Yeni Bir Başlangıç İçin
Bugün, Bulgaristan Türkleri ve Müslümanları, geçmişin acılarını geride bırakıp, daha parlak bir geleceğe adım atmak için cesaret göstermelidir. Haklarımızı savunmak, yalnızca bir lidere inanmakla değil, o liderin geçmişini ve eylemlerini sorgulamakla mümkündür. Çünkü tarih, ancak ondan ders çıkarıldığında geleceğe ışık tutar. Eğer hâlâ bu liderin peşinden gidenler varsa, unutulmamalıdır ki onlar da bu komünist sistemin birer parçası haline gelmişlerdir. Bugünden sonra, onlara katılanlar da halkın düşmanı olurlar. Bu böyle biline ve böyle geçsin tarihe.
Halkın karşısında kimse duramaz
Muhbir Ahmet Doğan’ın gölgesinde geçen yıllar, bir toplumun gücüne, direncine ve tarihine ne kadar saygı gösterilse de, yanlış bir liderin elinde nasıl yok olabileceğini gösteriyor. O yıllar, sadece bir halkın değil, tüm bir milletin geleceğini nasıl karartabileceğini gözler önüne seriyor. Ancak unutulmamalıdır ki, bir halk ayağa kalkmaya karar verdiğinde, hiçbir gölge onun yolunu engelleyemez.
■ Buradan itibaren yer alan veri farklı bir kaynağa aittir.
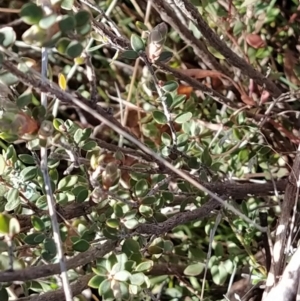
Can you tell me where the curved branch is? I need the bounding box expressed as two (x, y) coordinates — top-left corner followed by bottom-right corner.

Ne yazık ki bu 35 yıl kaybedildi.
Ama asıl yazık olan, bu kaybı görmezden gelmek ve tarihe ders çıkarma fırsatını kaçırmaktır. Bugün, geçmişin yüklerinden kurtulup yeniden başlama zamanı gelmiştir. Gerçek özgürlük için mücadele etme zamanıdır. Artık, peşinden gidenler halkın düşmanıdır ve bu, tarihe böyle geçecektir.